Turi Collura conversa com Sofia Kriger, cantora e musicista que do Brasil partiu em busca de seu desenvolvimento musical, e que hoje compartilha conosco a sua experiência de estudar música nos Estados Unidos.
– Turi Collura: Sofia, como está sendo a experiência de estudar música nos Estados Unidos?
– Sofia Kriger: Faz 3 anos que vim para os EUA. Inicialmente fui para NY para terminar o ensino médio em uma boarding school. Apesar de nova (estava com 16 anos), quis fazer o terceiro ano de ensino médio aqui porque já tinha certeza de que eu gostaria de fazer faculdade nos EUA. Tomei essa decisão quando eu tinha uns 15 anos, porque toda vez que eu falava que queria fazer faculdade de música no Brasil (lembro que queria Unicamp), perguntavam “música e mais o que?”, e eu pensava “como assim mais o que?

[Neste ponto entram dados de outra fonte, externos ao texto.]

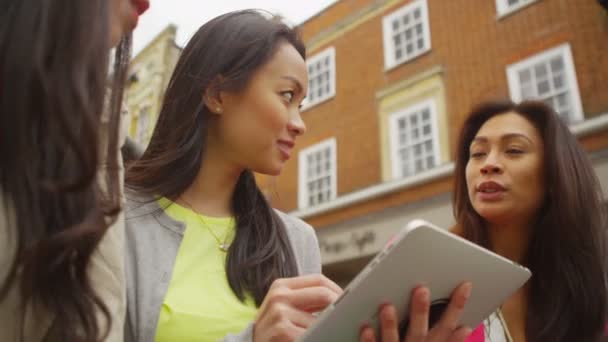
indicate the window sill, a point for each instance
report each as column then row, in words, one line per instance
column 514, row 10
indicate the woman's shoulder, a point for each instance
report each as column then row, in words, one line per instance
column 138, row 204
column 296, row 225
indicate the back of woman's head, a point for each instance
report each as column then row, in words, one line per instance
column 53, row 79
column 223, row 55
column 566, row 253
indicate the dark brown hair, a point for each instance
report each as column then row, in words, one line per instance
column 233, row 46
column 567, row 298
column 54, row 62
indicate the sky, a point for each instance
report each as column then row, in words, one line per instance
column 189, row 15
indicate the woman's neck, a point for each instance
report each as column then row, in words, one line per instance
column 211, row 192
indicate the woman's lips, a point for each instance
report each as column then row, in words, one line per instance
column 141, row 6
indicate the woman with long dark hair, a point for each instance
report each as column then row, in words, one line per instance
column 61, row 237
column 525, row 189
column 207, row 256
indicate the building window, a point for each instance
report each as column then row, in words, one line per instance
column 143, row 126
column 504, row 7
column 414, row 139
column 551, row 78
column 406, row 33
column 317, row 174
column 321, row 77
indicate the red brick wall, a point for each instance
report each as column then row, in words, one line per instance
column 473, row 47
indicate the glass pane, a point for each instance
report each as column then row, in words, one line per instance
column 414, row 120
column 397, row 39
column 395, row 25
column 557, row 64
column 525, row 76
column 540, row 71
column 402, row 139
column 405, row 154
column 417, row 13
column 558, row 81
column 419, row 166
column 426, row 130
column 426, row 114
column 408, row 34
column 420, row 44
column 562, row 100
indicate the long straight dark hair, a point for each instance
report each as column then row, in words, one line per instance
column 233, row 46
column 567, row 298
column 54, row 76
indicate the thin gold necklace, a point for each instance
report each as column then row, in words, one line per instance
column 223, row 246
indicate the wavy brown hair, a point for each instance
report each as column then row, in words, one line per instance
column 566, row 254
column 54, row 76
column 233, row 46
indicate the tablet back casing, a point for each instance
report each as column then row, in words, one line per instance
column 421, row 254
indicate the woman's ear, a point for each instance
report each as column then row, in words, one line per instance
column 212, row 98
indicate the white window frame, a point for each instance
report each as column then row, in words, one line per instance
column 394, row 135
column 303, row 167
column 565, row 52
column 331, row 53
column 387, row 32
column 503, row 8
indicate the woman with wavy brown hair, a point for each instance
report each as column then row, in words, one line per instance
column 61, row 236
column 525, row 188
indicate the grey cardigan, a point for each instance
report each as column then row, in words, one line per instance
column 152, row 242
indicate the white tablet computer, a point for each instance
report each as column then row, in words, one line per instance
column 420, row 254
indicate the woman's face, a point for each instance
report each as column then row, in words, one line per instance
column 257, row 127
column 124, row 15
column 505, row 171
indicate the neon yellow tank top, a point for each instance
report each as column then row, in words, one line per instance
column 199, row 304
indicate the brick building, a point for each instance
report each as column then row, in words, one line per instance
column 149, row 74
column 391, row 82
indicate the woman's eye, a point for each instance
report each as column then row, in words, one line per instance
column 477, row 154
column 514, row 151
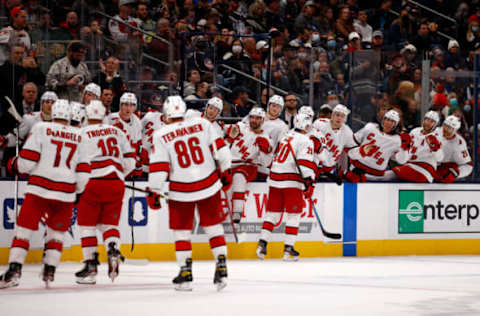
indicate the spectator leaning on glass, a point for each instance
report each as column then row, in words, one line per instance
column 69, row 75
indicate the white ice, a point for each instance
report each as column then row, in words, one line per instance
column 433, row 285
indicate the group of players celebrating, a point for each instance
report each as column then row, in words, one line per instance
column 75, row 151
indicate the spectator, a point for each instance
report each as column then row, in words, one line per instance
column 14, row 33
column 69, row 75
column 110, row 77
column 290, row 109
column 18, row 70
column 239, row 106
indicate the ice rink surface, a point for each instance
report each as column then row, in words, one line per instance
column 433, row 285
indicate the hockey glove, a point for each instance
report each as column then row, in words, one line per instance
column 309, row 188
column 451, row 175
column 153, row 200
column 263, row 144
column 12, row 166
column 406, row 141
column 433, row 142
column 226, row 179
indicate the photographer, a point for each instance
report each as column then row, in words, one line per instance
column 69, row 75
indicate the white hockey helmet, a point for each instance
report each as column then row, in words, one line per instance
column 216, row 102
column 302, row 121
column 48, row 95
column 128, row 97
column 257, row 111
column 174, row 107
column 95, row 110
column 277, row 99
column 453, row 122
column 93, row 88
column 392, row 115
column 433, row 116
column 340, row 108
column 61, row 110
column 78, row 111
column 306, row 110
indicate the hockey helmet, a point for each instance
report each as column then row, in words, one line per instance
column 95, row 110
column 302, row 121
column 453, row 122
column 216, row 102
column 257, row 111
column 48, row 95
column 61, row 110
column 276, row 99
column 174, row 107
column 340, row 108
column 78, row 111
column 392, row 115
column 93, row 88
column 307, row 111
column 128, row 97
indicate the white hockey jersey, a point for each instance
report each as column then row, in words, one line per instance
column 334, row 141
column 151, row 122
column 132, row 129
column 284, row 172
column 108, row 151
column 455, row 152
column 183, row 152
column 51, row 156
column 244, row 150
column 375, row 150
column 422, row 159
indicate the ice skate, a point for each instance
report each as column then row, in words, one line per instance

Quero fazer musica e só. Nada mais”. Essa indiferença do “típico” brasileiro em relação à música como profissão me deixou indignada. Comecei a pesquisar sobre música nos EUA e fui ficando cada vez mais estimulada a vir para esse país onde a música é levada mais a serio. (E o engraçado é que todo mundo aqui nos EUA fica impressionado com o fato de a música não ser uma prioridade na vida das pessoas no Brasil, já que este é um país tão musical…).
Chegando em NY, descobri que tinham uma Jazz band na escola e fiquei muito interessada, claro… Tentei entrar na Jazz band mas o professor não me deu nem uma chance de ser entrevistada para a aula. Disse que não estava interessado em um(a) cantor(a) para a Jazz band. Seis meses depois esse professor faleceu e o novo professor estava mais do que interessado em abrir uma vaga para mim na banda. Fiquei chocada… Que inconveniência mais conveniente. Foi aí que eu finalmente entrei na banda.
– TC: Você foi estudar em Boston, uma bela cidade universitária onde é sitiado o Berklee College os Music, mas também outras faculdades de muita valia.
– SK: Eu comecei a estudar no New England Conservatory of Music, em Boston, em setembro de 2013 (o ano escolar começa no meio do ano nos EUA). Meu sonho era estudar no Berklee College of Music (e eu passei lá também) mas depois de visitar a faculdade pelo menos umas 4 vezes em 2012 (indo tomar um café com os estudantes de lá pra conversar sobre como era a vida deles na faculdade, conversando com professores etc) percebi que a faculdade se preocupa muito mais com dinheiro do que qualquer outra coisa. Primeiro vem o dinheiro, depois o estudante. Eles aceitam muita gente que não tem nenhum talento só pelo dinheiro que eles têm. A faculdade tem em média 4.200 estudantes. Eles são uma empresa multimilionária que cria “padrões” para uma pessoa ficar famosa. E apesar de eu querer ficar famosa pela minha música, é claro (quem não quer?), eu realmente queria focar em me tornar um músico de verdade (não alguém que segue “padrões” pra se tornar famoso) e depois pensar em “ficar famosa”. Meu namorado estuda na Berklee, no departamento de “produção e engenharia musical” e esse departamento sim, eu admiro. Eles têm uma tecnologia que eu nunca vi igual, muitos consoles de primeira mão (gastam milhões e milhões com esses equipamentos) e professores espetaculares. Não tem outro lugar melhor do que a Berklee para estudar engenharia musical.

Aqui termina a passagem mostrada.